同様に、ブロック画像B5 では、#1のフレームの圧縮ブロック画像データを出力中、次の#2のフレームの圧縮ブロック画像データの出力タイミング(時間t≧T2)で所定の画質を満たさないと判断されて出力が続行されている。同様に#2のフレームの圧縮ブロック画像データを出力中、次の#3のフレームの圧縮ブロック画像データの出力タイミング(時間t≧T2)で所定の画質を満たさないと判断されて出力が続行されている。そして、#3のフレームの圧縮ブロック画像データが破棄され、次に出力されるのは更に後の#4のフレームの圧縮ブロック画像データであることが示されている。
このように、本実施の形態における画像出力装置1は、それまでに出力した過去のフレームではなく、出力中のフレームの圧縮ブロック画像データの画質に基づいて、出力されるタイミングを一定とせずに変動させてフレームレートを制御する。これにより、画質を所定の画質以上に維持すると共にデータ量を抑えることができ、遅延及び画質の劣化を低減させることができる。また、各画像データをブロック画像に分割し、ブロック画像毎にフレームレートを適切に制御することで変化の大きい部分と、変化の小さい部分とで適切にデータ量を割り振り、データ量を効率的に抑えて画質を維持することが可能になる。

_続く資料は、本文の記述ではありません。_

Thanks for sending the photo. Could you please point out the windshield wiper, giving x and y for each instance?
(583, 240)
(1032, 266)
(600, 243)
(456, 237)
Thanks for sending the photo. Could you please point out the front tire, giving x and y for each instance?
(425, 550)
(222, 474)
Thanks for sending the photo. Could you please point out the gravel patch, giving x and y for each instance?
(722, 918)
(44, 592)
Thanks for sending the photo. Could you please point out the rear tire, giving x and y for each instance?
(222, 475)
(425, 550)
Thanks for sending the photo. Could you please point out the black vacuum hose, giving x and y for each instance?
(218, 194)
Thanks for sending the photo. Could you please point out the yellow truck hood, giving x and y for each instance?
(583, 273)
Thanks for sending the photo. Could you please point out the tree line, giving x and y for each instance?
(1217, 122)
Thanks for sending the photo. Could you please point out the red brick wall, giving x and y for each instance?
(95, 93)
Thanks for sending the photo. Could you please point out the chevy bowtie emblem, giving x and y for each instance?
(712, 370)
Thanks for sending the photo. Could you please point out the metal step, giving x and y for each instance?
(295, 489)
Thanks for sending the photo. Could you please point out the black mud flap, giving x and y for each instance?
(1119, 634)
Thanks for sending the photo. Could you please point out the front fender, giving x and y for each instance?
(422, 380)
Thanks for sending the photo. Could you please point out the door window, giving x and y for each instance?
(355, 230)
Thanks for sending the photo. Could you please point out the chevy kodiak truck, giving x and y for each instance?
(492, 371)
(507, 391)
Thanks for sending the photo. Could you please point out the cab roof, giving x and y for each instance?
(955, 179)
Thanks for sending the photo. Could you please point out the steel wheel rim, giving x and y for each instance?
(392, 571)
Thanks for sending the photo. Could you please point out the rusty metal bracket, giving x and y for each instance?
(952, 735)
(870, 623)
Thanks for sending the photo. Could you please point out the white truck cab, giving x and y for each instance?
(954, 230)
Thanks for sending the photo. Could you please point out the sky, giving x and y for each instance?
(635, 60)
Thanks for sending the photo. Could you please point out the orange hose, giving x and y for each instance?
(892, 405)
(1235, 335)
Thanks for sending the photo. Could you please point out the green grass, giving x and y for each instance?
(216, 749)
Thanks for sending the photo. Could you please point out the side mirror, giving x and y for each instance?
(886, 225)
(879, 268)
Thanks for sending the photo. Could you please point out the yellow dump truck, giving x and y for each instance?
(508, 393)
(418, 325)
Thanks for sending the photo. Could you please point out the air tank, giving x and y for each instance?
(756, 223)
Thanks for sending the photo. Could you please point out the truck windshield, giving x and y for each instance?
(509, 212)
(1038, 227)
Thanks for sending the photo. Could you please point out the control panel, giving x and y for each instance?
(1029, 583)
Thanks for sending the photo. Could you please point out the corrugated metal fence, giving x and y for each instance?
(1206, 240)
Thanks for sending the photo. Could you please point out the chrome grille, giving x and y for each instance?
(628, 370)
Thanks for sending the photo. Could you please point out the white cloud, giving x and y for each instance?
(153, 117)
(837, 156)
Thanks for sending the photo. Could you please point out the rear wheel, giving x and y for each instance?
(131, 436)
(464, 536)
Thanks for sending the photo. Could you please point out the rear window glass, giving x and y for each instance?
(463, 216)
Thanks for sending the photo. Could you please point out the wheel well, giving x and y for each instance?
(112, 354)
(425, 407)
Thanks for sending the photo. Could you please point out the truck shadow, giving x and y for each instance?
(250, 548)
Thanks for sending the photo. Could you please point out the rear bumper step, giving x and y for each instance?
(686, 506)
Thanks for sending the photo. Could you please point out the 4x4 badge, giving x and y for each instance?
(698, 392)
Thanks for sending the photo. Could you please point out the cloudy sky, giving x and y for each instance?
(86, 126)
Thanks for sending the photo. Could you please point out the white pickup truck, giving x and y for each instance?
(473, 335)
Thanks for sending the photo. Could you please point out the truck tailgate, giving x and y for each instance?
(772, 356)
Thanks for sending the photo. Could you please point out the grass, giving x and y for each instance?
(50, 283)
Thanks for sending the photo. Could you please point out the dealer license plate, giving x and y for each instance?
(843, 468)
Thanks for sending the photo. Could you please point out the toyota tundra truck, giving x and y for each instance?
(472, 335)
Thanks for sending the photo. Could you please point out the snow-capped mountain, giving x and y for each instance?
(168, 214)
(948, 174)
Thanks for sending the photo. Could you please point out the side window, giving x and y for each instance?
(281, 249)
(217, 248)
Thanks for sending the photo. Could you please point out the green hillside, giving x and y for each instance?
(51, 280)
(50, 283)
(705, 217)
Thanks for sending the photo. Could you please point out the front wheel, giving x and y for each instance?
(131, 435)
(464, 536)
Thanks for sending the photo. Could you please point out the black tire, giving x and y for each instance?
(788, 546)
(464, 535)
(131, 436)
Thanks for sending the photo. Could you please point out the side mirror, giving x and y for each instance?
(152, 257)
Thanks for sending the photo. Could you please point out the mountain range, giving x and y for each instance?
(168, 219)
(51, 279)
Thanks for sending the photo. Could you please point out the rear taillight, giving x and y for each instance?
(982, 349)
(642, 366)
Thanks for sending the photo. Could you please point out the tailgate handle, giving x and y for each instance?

なお、図5中の網掛けの矩形に相当する圧縮ブロック画像データについては、差分ブロック画像を圧縮したデータであるので、夫々フレーム期間よりも短い時間で出力が完了する可能性が高い。例えばブロック画像B2 に注目した場合、図5に示す例では#2から#5までのフレームの圧縮ブロック画像データの出力期間は夫々フレーム期間と同様の期間を示している。しかしながら、各フレームの圧縮ブロック画像データの出力を開始してからの時間が所定時間T2を経過する前に、データが終了する場合又は所定の画質を満たす場合にはその時点で出力を終了するようにする。これにより、各出力期間は夫々フレーム期間よりも短くなることが期待され、#2から#5までのフレームの圧縮ブロック画像データの出力タイミングは夫々、手前に繰り上がり即時性が更に高められる。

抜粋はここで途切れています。